I wish I would have had my video camera rolling, to capture the confused look on Josh's face.
“After me?”
“Yes.”
He looked at me and smiled and I stated the obvious: “You have a namesake!”
Thinking back, this was the perfect introduction this part of Josh's life – the orphanage, Kpando and the Children. I finally got it. For me, this may be a trip to a new place, but for Josh this was a homecoming.
As soon as we cleared the gate screams filled the air: “BROTHER JOSHUA, BROTHER JOSHUA, BROTHER JOSHUA...” Before I knew it twenty children – ages 3 to 16 – completely swallowed Josh in hugs. As an outsider looking in I was floored by this reception. He had been gone for six months. Six long months. And he had been missed.
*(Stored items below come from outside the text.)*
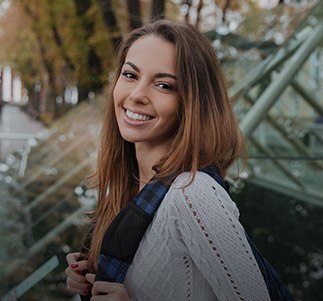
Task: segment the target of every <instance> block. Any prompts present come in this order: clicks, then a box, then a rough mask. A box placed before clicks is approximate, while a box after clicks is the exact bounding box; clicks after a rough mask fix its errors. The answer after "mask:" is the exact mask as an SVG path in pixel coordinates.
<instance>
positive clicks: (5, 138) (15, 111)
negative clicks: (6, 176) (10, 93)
mask: <svg viewBox="0 0 323 301" xmlns="http://www.w3.org/2000/svg"><path fill="white" fill-rule="evenodd" d="M43 128H44V127H43V126H42V124H41V123H40V122H38V121H36V120H33V119H31V118H30V117H29V116H27V115H26V114H25V113H24V112H22V111H21V109H20V108H19V107H15V106H9V105H6V104H5V105H4V106H3V108H2V112H1V116H0V160H1V161H2V160H3V159H4V158H5V156H6V155H8V154H9V153H11V152H12V151H14V150H15V149H17V148H18V147H19V146H21V145H23V144H24V142H25V139H11V138H10V137H3V136H5V134H11V135H12V134H35V133H37V132H38V131H40V130H42V129H43Z"/></svg>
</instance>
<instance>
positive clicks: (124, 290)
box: [85, 274, 130, 301]
mask: <svg viewBox="0 0 323 301" xmlns="http://www.w3.org/2000/svg"><path fill="white" fill-rule="evenodd" d="M85 277H86V279H87V281H88V282H90V283H91V284H93V287H92V296H93V297H92V298H91V301H129V300H130V299H129V295H128V293H127V291H126V289H125V287H124V285H123V284H121V283H114V282H107V281H95V275H94V274H86V275H85Z"/></svg>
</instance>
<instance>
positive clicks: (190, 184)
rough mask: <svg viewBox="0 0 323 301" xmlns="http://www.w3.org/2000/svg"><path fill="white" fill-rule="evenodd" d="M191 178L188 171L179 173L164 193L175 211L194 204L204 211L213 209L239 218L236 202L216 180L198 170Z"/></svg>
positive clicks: (238, 211) (180, 211)
mask: <svg viewBox="0 0 323 301" xmlns="http://www.w3.org/2000/svg"><path fill="white" fill-rule="evenodd" d="M191 179H192V174H191V173H190V172H184V173H181V174H180V175H178V176H177V178H176V179H175V180H174V182H173V184H172V185H171V187H170V189H169V193H168V194H167V195H166V197H167V198H169V203H170V204H171V205H172V206H175V207H176V208H177V211H178V210H180V212H182V211H186V210H188V209H191V208H192V207H193V206H194V207H195V208H197V209H198V210H200V211H201V210H203V211H205V212H206V213H207V212H213V211H214V210H215V211H217V212H218V214H221V213H223V214H226V215H230V216H233V217H234V218H235V219H238V218H239V210H238V208H237V206H236V204H235V203H234V202H233V201H232V199H231V197H230V196H229V194H228V193H227V192H226V190H225V189H224V188H223V187H222V186H221V185H220V184H219V183H218V182H217V181H216V180H214V179H213V178H212V177H211V176H209V175H208V174H206V173H204V172H200V171H197V172H196V174H195V177H194V180H193V181H192V182H191ZM190 182H191V183H190ZM188 184H189V185H188ZM218 209H221V210H218ZM225 212H227V213H225Z"/></svg>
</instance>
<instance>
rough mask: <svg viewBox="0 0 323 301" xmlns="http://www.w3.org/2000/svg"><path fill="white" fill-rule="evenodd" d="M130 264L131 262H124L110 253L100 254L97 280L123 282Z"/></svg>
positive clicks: (100, 280) (115, 281)
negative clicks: (119, 259)
mask: <svg viewBox="0 0 323 301" xmlns="http://www.w3.org/2000/svg"><path fill="white" fill-rule="evenodd" d="M129 266H130V263H128V262H123V261H121V260H119V259H116V258H113V257H111V256H109V255H105V254H100V255H99V264H98V268H97V273H96V281H109V282H117V283H123V281H124V278H125V277H126V274H127V270H128V268H129ZM101 277H102V279H101Z"/></svg>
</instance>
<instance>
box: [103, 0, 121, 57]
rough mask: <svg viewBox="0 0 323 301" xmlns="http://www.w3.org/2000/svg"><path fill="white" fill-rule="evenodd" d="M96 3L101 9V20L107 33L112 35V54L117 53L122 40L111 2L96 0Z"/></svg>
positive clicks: (105, 0)
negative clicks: (102, 18)
mask: <svg viewBox="0 0 323 301" xmlns="http://www.w3.org/2000/svg"><path fill="white" fill-rule="evenodd" d="M98 3H99V5H100V7H101V9H102V15H103V20H104V22H105V25H106V27H107V29H108V31H109V32H110V33H111V34H112V44H113V49H114V52H116V51H117V49H118V47H119V45H120V43H121V41H122V38H121V31H120V29H119V26H118V23H117V18H116V16H115V14H114V11H113V7H112V1H111V0H98Z"/></svg>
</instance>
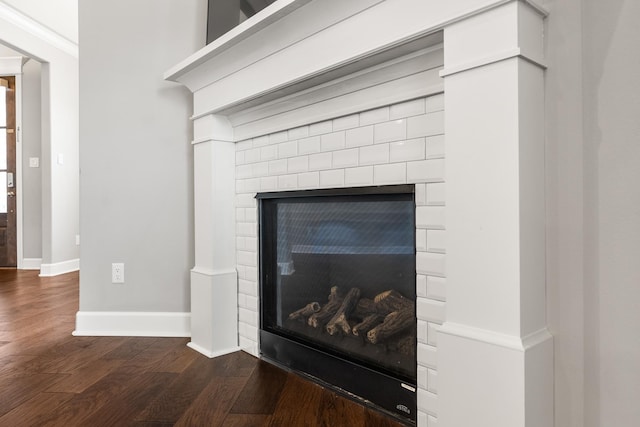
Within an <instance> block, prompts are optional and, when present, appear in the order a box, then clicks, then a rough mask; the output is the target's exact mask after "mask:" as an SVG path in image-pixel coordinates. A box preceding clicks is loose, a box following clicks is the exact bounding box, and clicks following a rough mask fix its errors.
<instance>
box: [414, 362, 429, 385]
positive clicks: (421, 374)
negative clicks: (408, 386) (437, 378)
mask: <svg viewBox="0 0 640 427" xmlns="http://www.w3.org/2000/svg"><path fill="white" fill-rule="evenodd" d="M416 374H417V375H416V377H417V380H418V382H417V385H418V387H419V388H421V389H424V390H427V387H429V368H427V367H426V366H420V365H418V369H417V372H416Z"/></svg>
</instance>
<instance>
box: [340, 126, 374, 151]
mask: <svg viewBox="0 0 640 427" xmlns="http://www.w3.org/2000/svg"><path fill="white" fill-rule="evenodd" d="M372 144H373V125H371V126H363V127H359V128H355V129H348V130H347V131H346V135H345V146H346V147H347V148H350V147H362V146H364V145H372Z"/></svg>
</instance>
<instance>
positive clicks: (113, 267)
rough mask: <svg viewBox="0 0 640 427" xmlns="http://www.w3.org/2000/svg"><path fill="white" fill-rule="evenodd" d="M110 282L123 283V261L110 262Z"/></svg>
mask: <svg viewBox="0 0 640 427" xmlns="http://www.w3.org/2000/svg"><path fill="white" fill-rule="evenodd" d="M111 283H124V263H123V262H114V263H113V264H111Z"/></svg>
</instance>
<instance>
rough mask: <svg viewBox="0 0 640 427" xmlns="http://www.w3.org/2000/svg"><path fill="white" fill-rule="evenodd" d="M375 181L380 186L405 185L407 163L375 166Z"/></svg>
mask: <svg viewBox="0 0 640 427" xmlns="http://www.w3.org/2000/svg"><path fill="white" fill-rule="evenodd" d="M373 181H374V183H375V184H378V185H390V184H405V183H406V182H407V166H406V164H405V163H392V164H389V165H377V166H374V168H373Z"/></svg>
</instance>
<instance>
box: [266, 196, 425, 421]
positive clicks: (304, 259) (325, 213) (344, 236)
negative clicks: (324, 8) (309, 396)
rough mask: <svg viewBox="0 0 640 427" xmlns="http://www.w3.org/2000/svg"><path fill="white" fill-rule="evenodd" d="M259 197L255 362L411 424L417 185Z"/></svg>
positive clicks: (415, 326)
mask: <svg viewBox="0 0 640 427" xmlns="http://www.w3.org/2000/svg"><path fill="white" fill-rule="evenodd" d="M257 199H258V200H259V217H260V249H259V253H260V295H261V298H260V301H261V304H260V313H261V315H260V325H261V326H260V349H261V356H262V357H263V358H265V359H267V360H269V361H272V362H274V363H276V364H279V365H282V366H284V367H286V368H289V369H292V370H294V371H297V372H300V373H302V374H305V375H308V376H310V377H312V378H314V379H315V380H317V381H319V382H322V383H325V384H327V385H329V386H332V387H335V388H337V389H340V390H344V391H345V392H347V393H349V394H351V395H353V396H355V397H358V398H360V399H362V400H363V401H367V402H370V403H372V404H373V405H375V406H377V407H378V408H381V409H383V410H386V411H388V412H390V413H391V414H393V415H397V416H402V417H404V418H406V419H409V420H413V421H414V420H415V414H416V397H415V388H416V316H415V301H416V291H415V290H416V286H415V283H416V262H415V260H416V248H415V202H414V186H413V185H395V186H376V187H357V188H341V189H323V190H307V191H293V192H273V193H259V194H258V195H257Z"/></svg>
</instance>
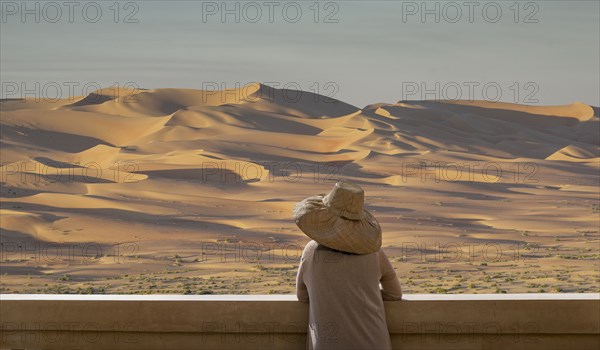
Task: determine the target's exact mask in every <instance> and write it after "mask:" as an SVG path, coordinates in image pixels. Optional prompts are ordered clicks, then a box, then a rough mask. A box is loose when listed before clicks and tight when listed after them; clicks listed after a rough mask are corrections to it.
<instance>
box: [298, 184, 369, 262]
mask: <svg viewBox="0 0 600 350" xmlns="http://www.w3.org/2000/svg"><path fill="white" fill-rule="evenodd" d="M364 198H365V194H364V191H363V189H362V188H361V187H360V186H358V185H356V184H352V183H348V182H338V183H336V184H335V186H334V187H333V189H332V190H331V192H329V193H328V194H320V195H316V196H311V197H308V198H306V199H304V200H302V201H301V202H299V203H297V204H296V207H295V208H294V221H296V225H298V227H299V228H300V229H301V230H302V232H304V233H305V234H306V235H307V236H308V237H310V238H312V239H314V240H315V241H317V242H318V243H319V244H322V245H324V246H326V247H329V248H332V249H335V250H340V251H343V252H348V253H355V254H369V253H373V252H376V251H378V250H379V248H381V226H379V223H378V222H377V220H376V219H375V217H374V216H373V215H372V214H371V213H369V212H368V211H367V210H365V209H364V208H363V204H364Z"/></svg>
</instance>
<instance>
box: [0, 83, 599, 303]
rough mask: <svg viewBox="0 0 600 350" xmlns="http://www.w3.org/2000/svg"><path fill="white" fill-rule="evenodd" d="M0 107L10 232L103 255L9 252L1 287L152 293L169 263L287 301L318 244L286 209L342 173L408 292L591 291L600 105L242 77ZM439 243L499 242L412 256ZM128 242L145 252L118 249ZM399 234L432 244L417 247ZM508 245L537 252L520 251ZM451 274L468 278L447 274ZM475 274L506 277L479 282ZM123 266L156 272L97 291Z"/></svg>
mask: <svg viewBox="0 0 600 350" xmlns="http://www.w3.org/2000/svg"><path fill="white" fill-rule="evenodd" d="M0 108H1V112H2V113H1V120H0V122H1V125H2V130H1V139H0V143H1V146H2V149H1V156H2V167H1V171H2V179H1V181H2V188H1V200H2V202H1V203H2V208H1V214H0V215H1V218H2V224H1V229H2V235H0V237H1V241H2V243H3V244H6V245H7V246H10V244H12V243H14V242H24V243H23V244H25V245H31V244H36V242H37V243H39V244H42V245H43V244H46V245H48V244H54V245H53V246H52V247H53V248H52V249H55V250H56V249H60V247H65V246H69V245H71V246H72V245H74V244H79V245H81V244H97V245H98V247H101V248H102V249H104V252H103V253H102V254H94V258H93V259H91V258H89V257H88V256H83V257H82V256H81V255H80V256H79V257H78V258H74V259H72V260H68V261H64V259H62V260H61V259H58V260H56V261H42V262H41V261H39V259H37V260H36V259H31V258H27V255H28V254H31V253H26V254H25V258H23V256H22V254H18V253H14V252H12V251H11V252H12V253H7V254H4V256H3V259H4V261H5V263H4V264H3V269H4V266H7V268H10V271H11V275H10V276H4V277H6V278H3V282H2V286H1V288H2V290H3V291H11V292H14V291H21V292H23V291H29V292H31V291H33V292H37V291H42V292H48V290H47V289H48V288H50V287H47V288H46V287H43V285H44V284H50V285H51V286H52V284H53V283H54V282H56V279H57V277H56V276H57V275H58V276H62V275H64V274H67V275H72V279H73V281H72V283H73V286H74V287H73V289H72V290H70V291H71V292H73V291H74V290H75V289H76V287H77V288H83V287H84V286H87V285H91V286H93V288H96V289H99V288H101V286H102V288H103V290H105V291H112V292H145V291H148V290H149V289H148V288H150V287H148V285H152V284H154V285H158V286H155V287H152V288H154V289H152V288H150V289H152V291H155V292H180V289H178V287H176V282H169V281H170V280H169V279H168V278H169V277H172V276H173V274H176V275H177V276H178V278H181V279H184V280H187V281H190V280H193V279H194V278H195V277H194V276H196V277H197V276H203V278H207V279H209V280H210V278H211V277H212V278H213V279H214V278H217V279H220V280H222V281H224V282H223V283H222V284H219V285H216V286H215V285H213V284H212V282H210V283H209V282H206V283H204V282H203V283H200V282H198V283H199V284H198V283H197V284H195V285H196V286H197V287H196V288H197V289H198V291H200V290H202V291H206V290H211V291H213V292H216V293H223V292H232V293H246V292H252V293H264V292H269V291H272V290H273V291H275V292H278V293H289V292H291V291H292V290H293V288H292V286H293V281H292V280H291V279H290V280H287V279H284V283H283V282H281V276H287V277H286V278H288V277H289V276H291V275H293V273H294V271H295V267H296V266H297V261H296V260H294V259H291V260H289V259H287V255H285V254H288V253H289V251H290V247H296V248H298V249H301V247H302V246H303V245H304V244H305V243H306V242H307V241H308V239H307V238H306V237H305V236H303V235H302V234H301V233H300V232H299V231H298V229H296V228H295V226H294V224H293V223H292V222H291V221H290V213H291V208H292V207H293V204H294V203H295V202H296V201H299V200H300V199H302V198H303V197H305V196H307V195H310V194H315V193H323V192H325V191H327V190H328V189H329V188H330V186H331V185H332V183H333V182H334V181H335V180H336V179H340V178H342V179H348V180H351V181H355V182H358V183H360V184H361V185H363V186H364V187H365V189H366V191H367V196H368V199H367V205H368V207H369V208H370V209H371V210H373V212H374V213H375V215H376V216H377V217H378V218H379V219H380V221H381V223H382V226H383V229H384V245H385V247H386V250H387V251H388V254H389V255H390V256H392V257H393V260H394V264H395V266H396V268H397V269H398V271H399V275H400V276H401V279H402V282H403V285H405V286H406V290H407V291H409V292H431V291H435V290H438V289H439V288H442V289H444V290H446V291H448V292H467V291H471V292H473V291H476V292H481V291H492V292H493V291H498V290H500V291H502V290H504V291H509V292H524V291H538V289H540V288H545V289H547V291H551V290H552V288H560V289H561V290H565V291H595V292H597V290H596V289H594V288H595V287H594V286H596V285H597V283H598V280H597V274H596V277H594V276H593V272H594V271H597V269H598V260H597V257H598V256H599V255H598V254H599V253H600V252H599V247H598V242H599V233H598V224H599V222H598V208H599V205H600V203H599V197H598V195H599V193H598V187H597V184H598V170H599V167H600V154H599V153H600V152H599V142H600V135H599V126H600V122H599V118H598V115H597V110H598V109H594V108H593V107H590V106H587V105H585V104H582V103H579V102H576V103H573V104H570V105H565V106H524V105H515V104H509V103H493V102H486V101H453V102H428V101H401V102H398V103H395V104H388V103H374V104H372V105H369V106H366V107H364V108H362V109H360V108H357V107H355V106H352V105H350V104H347V103H344V102H342V101H337V100H333V99H330V98H327V97H324V96H319V95H315V94H312V93H307V92H298V91H291V90H279V89H274V88H271V87H268V86H265V85H261V84H250V85H247V86H244V87H242V88H239V89H232V90H225V91H209V90H207V91H202V90H192V89H154V90H133V89H123V88H121V89H117V88H106V89H102V90H101V91H96V92H93V93H91V94H90V95H88V96H81V97H75V98H70V99H65V100H60V101H55V102H48V101H41V102H36V101H32V100H11V101H3V102H1V104H0ZM443 243H452V244H458V245H460V246H463V245H464V244H480V245H486V244H491V245H494V247H500V248H501V249H503V250H504V252H505V254H503V255H502V257H503V259H502V258H497V259H488V258H487V257H483V256H482V255H480V256H479V257H478V258H475V259H474V260H473V259H472V260H468V259H467V260H464V259H462V260H460V261H441V262H437V263H432V262H431V261H429V262H428V260H427V259H425V260H426V261H423V259H421V258H420V257H422V253H424V252H431V251H435V245H436V244H438V245H439V244H443ZM206 244H212V246H211V247H212V248H211V249H212V250H209V251H206V249H205V248H206V246H205V245H206ZM224 244H225V245H227V247H228V248H227V249H230V250H231V251H233V252H234V253H232V254H234V255H235V252H237V253H239V254H241V253H240V252H243V251H244V249H245V248H243V247H256V246H257V245H260V246H261V250H260V251H263V250H264V251H265V252H267V253H269V254H270V255H267V256H271V257H272V259H271V260H269V261H262V260H261V259H258V260H257V259H255V260H248V259H241V260H240V259H238V260H237V261H235V259H234V260H233V261H230V263H223V261H222V259H221V258H222V251H220V252H218V251H217V250H218V249H217V250H215V249H216V248H215V247H223V245H224ZM122 245H124V246H127V247H129V248H130V250H131V249H133V250H135V252H132V251H129V252H127V254H122V252H121V253H119V251H117V250H116V249H117V248H116V247H120V246H122ZM404 246H411V247H415V246H416V247H423V248H422V249H419V251H418V252H417V253H419V254H417V253H415V252H414V251H410V252H407V251H406V250H404V249H403V247H404ZM515 246H516V247H521V250H520V251H521V252H523V251H526V252H528V254H529V259H527V260H523V259H515V258H514V257H515V253H514V251H511V249H513V248H514V247H515ZM533 246H537V247H538V248H537V250H536V252H535V253H533V252H532V249H533V248H532V247H533ZM57 247H58V248H57ZM523 247H525V248H523ZM32 249H33V248H32ZM219 249H221V248H219ZM298 249H296V254H298V253H299V252H298V251H297V250H298ZM464 249H468V248H464ZM523 249H525V250H523ZM33 250H35V249H33ZM284 251H287V252H288V253H285V254H284V253H283V252H284ZM464 252H465V254H467V253H468V252H467V250H465V251H464ZM509 252H510V254H509ZM229 253H231V252H229ZM267 253H265V254H267ZM253 254H256V251H254V253H253ZM122 255H126V258H127V259H126V261H123V260H122V259H121V258H122ZM407 255H408V256H410V257H411V259H408V261H403V259H405V258H406V256H407ZM517 256H518V255H517ZM238 257H239V256H238ZM403 257H404V258H403ZM511 257H512V258H511ZM565 257H567V258H569V259H570V260H569V266H570V267H569V274H568V275H569V277H566V278H563V277H561V276H562V274H564V268H563V265H564V259H566V258H565ZM484 258H485V259H484ZM429 259H431V255H430V258H429ZM511 259H512V260H511ZM507 264H509V265H510V266H511V267H510V269H507V267H506V265H507ZM259 265H260V266H262V267H257V266H259ZM265 266H267V267H265ZM448 269H453V270H456V271H460V274H461V275H462V277H460V278H459V279H458V281H454V280H452V281H450V282H448V281H447V280H446V279H445V278H444V279H442V278H439V279H438V277H443V276H446V274H447V270H448ZM167 270H168V271H167ZM234 270H235V271H234ZM532 270H535V271H536V275H535V276H527V274H526V272H527V273H529V272H528V271H532ZM19 271H21V272H19ZM25 271H27V272H25ZM32 271H33V272H34V275H33V277H32V278H28V277H26V276H25V274H26V273H32ZM232 271H234V272H232ZM482 273H486V274H492V275H494V274H497V275H498V276H500V275H501V276H502V278H501V279H500V278H499V279H498V280H495V281H492V282H489V283H488V282H485V283H479V282H481V279H482ZM123 274H127V275H129V276H142V274H144V275H145V276H149V275H151V276H152V277H151V278H150V277H144V278H150V279H151V281H150V282H148V283H145V282H144V283H142V284H141V285H140V284H138V283H137V280H136V281H135V282H131V281H130V280H131V278H130V277H128V278H122V277H119V278H120V279H119V280H118V281H117V282H114V283H112V287H107V286H105V283H104V282H103V278H106V277H110V276H113V277H114V276H117V277H118V276H121V275H123ZM53 276H54V277H53ZM417 276H419V277H417ZM432 276H433V277H432ZM544 276H545V277H544ZM548 276H550V278H555V280H554V282H552V283H551V284H549V285H548V286H547V287H539V285H542V282H540V283H536V282H535V281H536V279H539V280H540V281H546V280H548V278H549V277H548ZM590 276H591V277H590ZM259 277H260V280H259V279H257V278H259ZM25 279H26V280H27V281H28V282H27V284H29V286H25V284H24V283H23V281H24V280H25ZM507 279H512V280H513V282H511V283H505V282H504V281H505V280H507ZM211 281H212V280H211ZM514 281H516V282H514ZM196 282H197V281H196ZM196 282H194V283H196ZM470 282H473V283H475V282H477V283H478V284H477V287H470V286H469V285H470V284H471V283H470ZM61 283H62V284H65V281H62V282H61ZM544 283H545V282H544ZM531 285H533V287H531ZM75 286H76V287H75ZM140 286H141V287H140ZM56 288H63V287H56ZM66 288H68V287H66ZM59 291H60V290H59ZM66 291H67V292H68V291H69V290H66ZM62 292H65V290H62Z"/></svg>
With the kids out of the way, Mama was next. Mama Esi is the woman in charge and she looks the part – every bit the motherly figure with a loud 'Santa Clause' laugh. We both received big hugs from Mama. As soon as she let us go we were shepherded upstairs and shown our room, Josh's old room, and fed for the first time all day.
I've gone on long enough. In the next entry I will describe the orphanage, but for now I will just leave you with this flash forward of sorts: We've been living here for the better part of two weeks (yes I'm a little behind in my posts) and I'm feeling more at home every day.